🎧 KokoClone

import gradio as gr
from core.cloner import KokoClone

# 1. Initialize the cloner globally so models load only once when the server starts
print("Loading KokoClone models for the Web UI...")
cloner = KokoClone()

def clone_voice(text, lang, ref_audio_path):
    """Gradio prediction function."""
    if not text or not text.strip():
        raise gr.Error("Please enter some text.")
    if not ref_audio_path:
        raise gr.Error("Please upload or record a reference audio file.")
    
    output_file = "gradio_output.wav"
    
    try:
        # Call the core engine
        cloner.generate(
            text=text,
            lang=lang,
            reference_audio=ref_audio_path,
            output_path=output_file
        )
        return output_file
    except Exception as e:
        raise gr.Error(f"An error occurred during generation: {str(e)}")
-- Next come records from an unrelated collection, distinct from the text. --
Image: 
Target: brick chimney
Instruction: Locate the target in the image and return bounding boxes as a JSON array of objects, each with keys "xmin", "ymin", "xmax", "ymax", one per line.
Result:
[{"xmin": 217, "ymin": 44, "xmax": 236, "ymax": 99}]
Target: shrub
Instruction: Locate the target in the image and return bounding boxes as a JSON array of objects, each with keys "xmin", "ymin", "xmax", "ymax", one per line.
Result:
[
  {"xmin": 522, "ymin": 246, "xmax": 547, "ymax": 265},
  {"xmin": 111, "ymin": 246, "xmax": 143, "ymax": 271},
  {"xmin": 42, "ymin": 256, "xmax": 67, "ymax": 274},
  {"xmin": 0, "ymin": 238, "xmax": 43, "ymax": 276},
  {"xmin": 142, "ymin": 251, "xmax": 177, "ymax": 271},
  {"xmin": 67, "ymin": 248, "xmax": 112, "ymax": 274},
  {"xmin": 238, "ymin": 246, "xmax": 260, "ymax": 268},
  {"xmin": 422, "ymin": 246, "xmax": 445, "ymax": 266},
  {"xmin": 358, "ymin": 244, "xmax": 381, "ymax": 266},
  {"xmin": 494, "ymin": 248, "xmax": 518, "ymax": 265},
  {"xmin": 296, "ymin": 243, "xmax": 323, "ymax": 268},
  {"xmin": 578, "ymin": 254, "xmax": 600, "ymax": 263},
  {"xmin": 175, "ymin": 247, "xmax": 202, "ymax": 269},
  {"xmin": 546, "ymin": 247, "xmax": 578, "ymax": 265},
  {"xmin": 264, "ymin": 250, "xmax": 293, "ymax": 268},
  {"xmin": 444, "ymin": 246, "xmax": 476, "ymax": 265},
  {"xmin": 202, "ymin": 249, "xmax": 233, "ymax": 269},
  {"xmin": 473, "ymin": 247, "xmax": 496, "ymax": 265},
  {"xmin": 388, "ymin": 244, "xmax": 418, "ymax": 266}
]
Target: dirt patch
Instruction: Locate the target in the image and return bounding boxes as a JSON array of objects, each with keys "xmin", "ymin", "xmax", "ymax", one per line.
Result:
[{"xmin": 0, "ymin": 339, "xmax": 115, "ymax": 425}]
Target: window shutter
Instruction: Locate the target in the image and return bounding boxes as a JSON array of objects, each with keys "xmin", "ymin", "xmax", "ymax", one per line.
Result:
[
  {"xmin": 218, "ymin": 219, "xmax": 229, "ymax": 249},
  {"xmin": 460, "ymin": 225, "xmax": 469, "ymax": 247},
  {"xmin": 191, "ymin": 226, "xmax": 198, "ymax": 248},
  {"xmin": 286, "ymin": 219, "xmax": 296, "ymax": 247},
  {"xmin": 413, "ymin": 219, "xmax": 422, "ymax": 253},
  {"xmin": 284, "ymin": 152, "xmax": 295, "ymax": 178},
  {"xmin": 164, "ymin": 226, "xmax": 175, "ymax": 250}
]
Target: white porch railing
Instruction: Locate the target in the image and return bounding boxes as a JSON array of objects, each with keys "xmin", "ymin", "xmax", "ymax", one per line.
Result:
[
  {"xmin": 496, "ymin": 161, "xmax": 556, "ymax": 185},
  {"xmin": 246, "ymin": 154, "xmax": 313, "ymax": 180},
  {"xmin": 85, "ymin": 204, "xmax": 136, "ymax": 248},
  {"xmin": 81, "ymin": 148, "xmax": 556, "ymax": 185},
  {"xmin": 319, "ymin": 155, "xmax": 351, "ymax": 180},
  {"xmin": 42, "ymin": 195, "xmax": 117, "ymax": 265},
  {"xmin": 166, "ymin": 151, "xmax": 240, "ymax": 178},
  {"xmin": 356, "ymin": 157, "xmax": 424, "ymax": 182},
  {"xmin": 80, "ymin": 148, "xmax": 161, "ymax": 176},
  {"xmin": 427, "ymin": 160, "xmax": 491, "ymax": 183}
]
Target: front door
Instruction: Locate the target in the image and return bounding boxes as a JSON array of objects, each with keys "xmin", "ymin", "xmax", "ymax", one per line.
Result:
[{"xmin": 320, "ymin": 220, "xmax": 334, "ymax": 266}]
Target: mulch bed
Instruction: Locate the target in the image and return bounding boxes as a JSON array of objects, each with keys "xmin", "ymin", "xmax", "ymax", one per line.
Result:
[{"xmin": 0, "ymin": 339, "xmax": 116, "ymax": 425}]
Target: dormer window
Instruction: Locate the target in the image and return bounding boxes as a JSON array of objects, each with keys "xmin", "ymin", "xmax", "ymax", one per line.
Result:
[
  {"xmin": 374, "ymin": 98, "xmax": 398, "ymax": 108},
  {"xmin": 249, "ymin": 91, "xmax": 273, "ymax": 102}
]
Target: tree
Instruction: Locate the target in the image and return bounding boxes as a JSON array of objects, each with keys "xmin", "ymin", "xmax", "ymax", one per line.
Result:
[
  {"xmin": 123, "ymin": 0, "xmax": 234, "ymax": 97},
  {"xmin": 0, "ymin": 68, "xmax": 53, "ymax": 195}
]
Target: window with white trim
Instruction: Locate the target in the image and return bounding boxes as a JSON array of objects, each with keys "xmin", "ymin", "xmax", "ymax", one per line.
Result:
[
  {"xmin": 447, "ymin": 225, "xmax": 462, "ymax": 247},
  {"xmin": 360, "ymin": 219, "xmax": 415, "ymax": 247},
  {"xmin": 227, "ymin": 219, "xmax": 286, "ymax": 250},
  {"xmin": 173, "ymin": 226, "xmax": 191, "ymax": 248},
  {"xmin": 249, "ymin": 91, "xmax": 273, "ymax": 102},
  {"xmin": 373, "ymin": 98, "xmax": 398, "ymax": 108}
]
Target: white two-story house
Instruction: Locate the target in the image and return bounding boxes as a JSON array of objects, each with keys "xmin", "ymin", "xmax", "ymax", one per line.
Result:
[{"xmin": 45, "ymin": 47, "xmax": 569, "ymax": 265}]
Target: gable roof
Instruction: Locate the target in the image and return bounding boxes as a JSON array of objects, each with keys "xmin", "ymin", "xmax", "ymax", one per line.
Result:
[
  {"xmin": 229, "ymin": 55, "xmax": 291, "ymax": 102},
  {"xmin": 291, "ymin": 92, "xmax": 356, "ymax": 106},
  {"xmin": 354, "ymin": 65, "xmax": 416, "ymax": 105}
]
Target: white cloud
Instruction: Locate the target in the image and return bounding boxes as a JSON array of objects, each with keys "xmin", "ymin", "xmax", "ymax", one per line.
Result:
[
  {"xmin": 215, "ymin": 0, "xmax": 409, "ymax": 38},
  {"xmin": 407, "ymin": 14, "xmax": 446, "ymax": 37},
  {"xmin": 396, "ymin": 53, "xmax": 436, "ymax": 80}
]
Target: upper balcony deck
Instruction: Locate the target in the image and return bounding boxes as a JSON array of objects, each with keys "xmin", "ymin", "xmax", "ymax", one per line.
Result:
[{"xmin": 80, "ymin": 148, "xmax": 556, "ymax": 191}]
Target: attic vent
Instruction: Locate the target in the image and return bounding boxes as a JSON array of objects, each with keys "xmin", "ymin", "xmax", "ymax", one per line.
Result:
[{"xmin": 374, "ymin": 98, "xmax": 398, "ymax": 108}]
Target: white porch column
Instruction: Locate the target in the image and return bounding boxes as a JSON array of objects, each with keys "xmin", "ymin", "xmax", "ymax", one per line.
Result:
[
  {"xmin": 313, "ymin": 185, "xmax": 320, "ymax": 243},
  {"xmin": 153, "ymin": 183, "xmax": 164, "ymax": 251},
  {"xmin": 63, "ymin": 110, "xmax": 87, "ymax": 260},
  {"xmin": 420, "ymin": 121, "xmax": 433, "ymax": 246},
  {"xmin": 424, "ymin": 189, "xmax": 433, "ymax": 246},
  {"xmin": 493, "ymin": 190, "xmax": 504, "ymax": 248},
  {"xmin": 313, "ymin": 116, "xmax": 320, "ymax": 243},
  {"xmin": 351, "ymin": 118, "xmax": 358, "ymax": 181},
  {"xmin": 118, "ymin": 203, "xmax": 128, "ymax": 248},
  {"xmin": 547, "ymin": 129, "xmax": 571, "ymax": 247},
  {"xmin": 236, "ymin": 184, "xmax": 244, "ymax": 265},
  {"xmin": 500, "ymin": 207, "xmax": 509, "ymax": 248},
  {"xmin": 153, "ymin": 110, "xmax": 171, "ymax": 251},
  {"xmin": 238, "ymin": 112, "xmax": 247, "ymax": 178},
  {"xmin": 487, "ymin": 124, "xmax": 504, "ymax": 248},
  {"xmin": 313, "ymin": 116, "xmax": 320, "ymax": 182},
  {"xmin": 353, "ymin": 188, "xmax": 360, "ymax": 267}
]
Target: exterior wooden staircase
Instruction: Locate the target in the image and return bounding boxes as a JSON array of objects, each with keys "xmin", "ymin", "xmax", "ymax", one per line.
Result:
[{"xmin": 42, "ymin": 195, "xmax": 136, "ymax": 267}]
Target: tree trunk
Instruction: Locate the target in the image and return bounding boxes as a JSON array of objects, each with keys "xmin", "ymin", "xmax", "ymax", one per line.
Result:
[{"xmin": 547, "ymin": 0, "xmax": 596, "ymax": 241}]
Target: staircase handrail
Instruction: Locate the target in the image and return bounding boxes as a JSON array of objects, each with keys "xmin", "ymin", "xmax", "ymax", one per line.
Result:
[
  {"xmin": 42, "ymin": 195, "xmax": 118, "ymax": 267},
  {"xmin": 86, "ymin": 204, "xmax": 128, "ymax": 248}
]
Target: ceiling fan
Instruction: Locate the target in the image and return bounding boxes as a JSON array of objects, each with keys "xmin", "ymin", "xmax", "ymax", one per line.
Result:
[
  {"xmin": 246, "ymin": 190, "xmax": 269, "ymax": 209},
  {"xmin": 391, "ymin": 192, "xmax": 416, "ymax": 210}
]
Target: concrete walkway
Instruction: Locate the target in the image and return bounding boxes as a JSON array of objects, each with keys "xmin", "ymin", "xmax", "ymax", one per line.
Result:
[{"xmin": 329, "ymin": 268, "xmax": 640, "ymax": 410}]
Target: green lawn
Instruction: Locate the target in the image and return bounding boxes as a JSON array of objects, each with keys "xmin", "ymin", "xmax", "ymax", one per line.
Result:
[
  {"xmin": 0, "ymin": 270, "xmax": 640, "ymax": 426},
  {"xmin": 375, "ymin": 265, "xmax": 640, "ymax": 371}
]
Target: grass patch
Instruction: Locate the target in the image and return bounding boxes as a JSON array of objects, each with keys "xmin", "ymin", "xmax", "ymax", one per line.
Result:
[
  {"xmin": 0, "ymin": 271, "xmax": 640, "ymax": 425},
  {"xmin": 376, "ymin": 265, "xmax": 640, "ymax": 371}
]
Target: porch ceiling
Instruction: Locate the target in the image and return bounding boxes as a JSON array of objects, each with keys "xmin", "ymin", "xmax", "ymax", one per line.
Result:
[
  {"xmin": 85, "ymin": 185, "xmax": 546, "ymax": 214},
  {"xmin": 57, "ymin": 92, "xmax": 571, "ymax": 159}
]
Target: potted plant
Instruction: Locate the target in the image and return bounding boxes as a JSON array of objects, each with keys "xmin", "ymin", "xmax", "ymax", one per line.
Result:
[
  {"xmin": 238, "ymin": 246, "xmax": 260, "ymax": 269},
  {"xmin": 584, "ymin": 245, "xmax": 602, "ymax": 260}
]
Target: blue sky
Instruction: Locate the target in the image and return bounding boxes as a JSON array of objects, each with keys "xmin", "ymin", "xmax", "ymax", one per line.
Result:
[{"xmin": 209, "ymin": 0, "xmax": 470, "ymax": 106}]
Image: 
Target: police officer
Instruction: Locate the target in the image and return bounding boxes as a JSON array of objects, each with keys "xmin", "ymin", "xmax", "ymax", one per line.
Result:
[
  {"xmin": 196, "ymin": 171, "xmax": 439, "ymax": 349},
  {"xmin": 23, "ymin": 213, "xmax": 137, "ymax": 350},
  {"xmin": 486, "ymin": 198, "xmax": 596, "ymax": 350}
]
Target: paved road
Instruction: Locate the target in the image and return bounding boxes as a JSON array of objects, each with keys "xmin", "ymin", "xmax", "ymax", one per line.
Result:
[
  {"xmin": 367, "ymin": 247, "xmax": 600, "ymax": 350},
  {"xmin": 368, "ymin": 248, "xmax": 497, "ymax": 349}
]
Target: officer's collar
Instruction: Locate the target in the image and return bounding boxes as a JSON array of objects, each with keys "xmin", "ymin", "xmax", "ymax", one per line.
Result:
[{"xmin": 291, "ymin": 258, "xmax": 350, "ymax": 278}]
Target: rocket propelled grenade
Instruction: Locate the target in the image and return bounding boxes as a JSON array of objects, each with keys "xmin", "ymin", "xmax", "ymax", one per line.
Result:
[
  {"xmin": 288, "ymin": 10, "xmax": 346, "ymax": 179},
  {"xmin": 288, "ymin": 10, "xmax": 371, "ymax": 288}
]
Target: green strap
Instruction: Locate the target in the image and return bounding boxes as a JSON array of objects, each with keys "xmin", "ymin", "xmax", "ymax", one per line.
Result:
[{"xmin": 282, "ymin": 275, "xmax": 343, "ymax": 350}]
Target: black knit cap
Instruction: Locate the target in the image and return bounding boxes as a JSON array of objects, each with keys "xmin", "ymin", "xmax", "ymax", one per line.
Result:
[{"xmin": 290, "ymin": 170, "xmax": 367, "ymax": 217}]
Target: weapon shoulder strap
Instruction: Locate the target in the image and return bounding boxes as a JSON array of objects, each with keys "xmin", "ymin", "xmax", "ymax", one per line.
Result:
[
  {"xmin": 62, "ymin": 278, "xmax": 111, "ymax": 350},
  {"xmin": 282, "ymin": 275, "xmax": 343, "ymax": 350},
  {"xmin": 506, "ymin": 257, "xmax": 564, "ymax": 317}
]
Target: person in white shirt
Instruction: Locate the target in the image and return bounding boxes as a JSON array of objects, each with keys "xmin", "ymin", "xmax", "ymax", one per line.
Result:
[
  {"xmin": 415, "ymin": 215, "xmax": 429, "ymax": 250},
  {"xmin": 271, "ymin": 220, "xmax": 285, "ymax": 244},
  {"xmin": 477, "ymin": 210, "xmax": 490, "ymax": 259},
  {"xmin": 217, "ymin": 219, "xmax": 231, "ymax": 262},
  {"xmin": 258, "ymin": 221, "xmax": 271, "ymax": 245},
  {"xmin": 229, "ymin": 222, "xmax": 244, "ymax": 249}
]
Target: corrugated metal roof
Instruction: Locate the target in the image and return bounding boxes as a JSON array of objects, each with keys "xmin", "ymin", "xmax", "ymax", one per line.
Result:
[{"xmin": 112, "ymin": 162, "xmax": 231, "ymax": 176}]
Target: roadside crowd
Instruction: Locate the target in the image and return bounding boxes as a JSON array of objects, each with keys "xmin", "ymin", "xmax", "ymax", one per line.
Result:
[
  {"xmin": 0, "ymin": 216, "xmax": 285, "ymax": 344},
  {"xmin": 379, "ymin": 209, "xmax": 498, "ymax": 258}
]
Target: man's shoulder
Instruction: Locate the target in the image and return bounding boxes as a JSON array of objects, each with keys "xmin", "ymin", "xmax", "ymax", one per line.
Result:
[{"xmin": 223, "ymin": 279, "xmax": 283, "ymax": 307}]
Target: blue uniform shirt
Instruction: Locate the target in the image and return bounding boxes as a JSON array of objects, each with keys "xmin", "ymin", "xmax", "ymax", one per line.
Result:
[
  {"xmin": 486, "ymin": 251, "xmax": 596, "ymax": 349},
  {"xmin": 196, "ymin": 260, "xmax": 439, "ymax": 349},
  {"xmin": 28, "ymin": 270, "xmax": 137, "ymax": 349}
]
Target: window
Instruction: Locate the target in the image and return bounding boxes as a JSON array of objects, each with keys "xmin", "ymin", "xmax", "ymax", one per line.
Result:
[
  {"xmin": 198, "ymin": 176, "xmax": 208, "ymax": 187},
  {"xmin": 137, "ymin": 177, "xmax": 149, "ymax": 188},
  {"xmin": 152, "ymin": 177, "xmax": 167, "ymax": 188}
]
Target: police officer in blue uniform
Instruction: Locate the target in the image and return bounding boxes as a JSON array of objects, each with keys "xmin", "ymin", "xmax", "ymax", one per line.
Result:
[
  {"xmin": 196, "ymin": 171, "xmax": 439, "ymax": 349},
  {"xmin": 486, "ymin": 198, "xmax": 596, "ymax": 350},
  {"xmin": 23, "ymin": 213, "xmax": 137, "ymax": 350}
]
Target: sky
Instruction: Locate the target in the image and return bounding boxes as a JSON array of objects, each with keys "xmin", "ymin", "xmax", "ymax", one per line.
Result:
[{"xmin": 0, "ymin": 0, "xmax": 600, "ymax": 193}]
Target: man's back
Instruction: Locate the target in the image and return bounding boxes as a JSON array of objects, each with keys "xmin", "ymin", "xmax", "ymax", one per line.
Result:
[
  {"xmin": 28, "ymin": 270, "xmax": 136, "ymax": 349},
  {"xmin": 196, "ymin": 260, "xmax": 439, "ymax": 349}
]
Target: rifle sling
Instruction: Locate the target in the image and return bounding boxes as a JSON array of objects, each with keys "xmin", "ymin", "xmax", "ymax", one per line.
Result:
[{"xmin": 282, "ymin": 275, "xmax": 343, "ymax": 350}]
# 2. Build the Gradio UI using Blocks
with gr.Blocks() as demo:
    # Using gr.HTML for the header ensures CSS styles like text-align are respected
    gr.HTML("""
        <div style="text-align: center; margin-bottom: 20px;">
            <h1 style="margin: 0;">🎧 KokoClone</h1>
            <p style="margin: 10px 0; color: #666;">
                Voice Cloning, Now Inside Kokoro.<br>
                Generate natural multilingual speech and clone any target voice with ease.<br>
                <i>Built on Kokoro TTS.</i>
            </p>
        </div>
    """)
    
    with gr.Row():
        # LEFT COLUMN: Inputs
        with gr.Column(scale=1):
            text_input = gr.Textbox(
                label="1. Text to Synthesize", 
                lines=4, 
                placeholder="Enter the text you want spoken..."
            )
            
            lang_input = gr.Dropdown(
                label="2. Language",
                choices=[
                    ("English", "en"), 
                    ("Hindi", "hi"), 
                    ("French", "fr"), 
                    ("Japanese", "ja"), 
                    ("Chinese", "zh"), 
                    ("Italian", "it"), 
                    ("Spanish", "es"), 
                    ("Portuguese", "pt")
                ],
                value="en"
            )
            
            # Using type="filepath" passes the temp file path directly to our cloner
            ref_audio_input = gr.Audio(
                label="3. Reference Voice (Upload or Record)", 
                type="filepath" 
            )
            
            submit_btn = gr.Button("🚀 Generate Clone", variant="primary")
            
        # RIGHT COLUMN: Outputs and Instructions
        with gr.Column(scale=1):
            output_audio = gr.Audio(
                label="Generated Cloned Audio", 
                interactive=False, 
                autoplay=False
            )
            
            gr.Markdown(
                """
                <br>
                
                ### 💡 Tips for Best Results:
                * **Clean Audio:** Use a reference audio clip without background noise or music.
                * **Length:** A reference clip of 3 to 10 seconds is usually the sweet spot.
                * **Language Match:** Make sure the selected language matches the text you typed!
                * **First Run:** The very first generation might take a few extra seconds while the models allocate memory.
                """
            )

    # 3. Wire the button to the function
    submit_btn.click(
        fn=clone_voice,
        inputs=[text_input, lang_input, ref_audio_input],
        outputs=output_audio
    )

# 4. Launch the app
if __name__ == "__main__":
    demo.launch()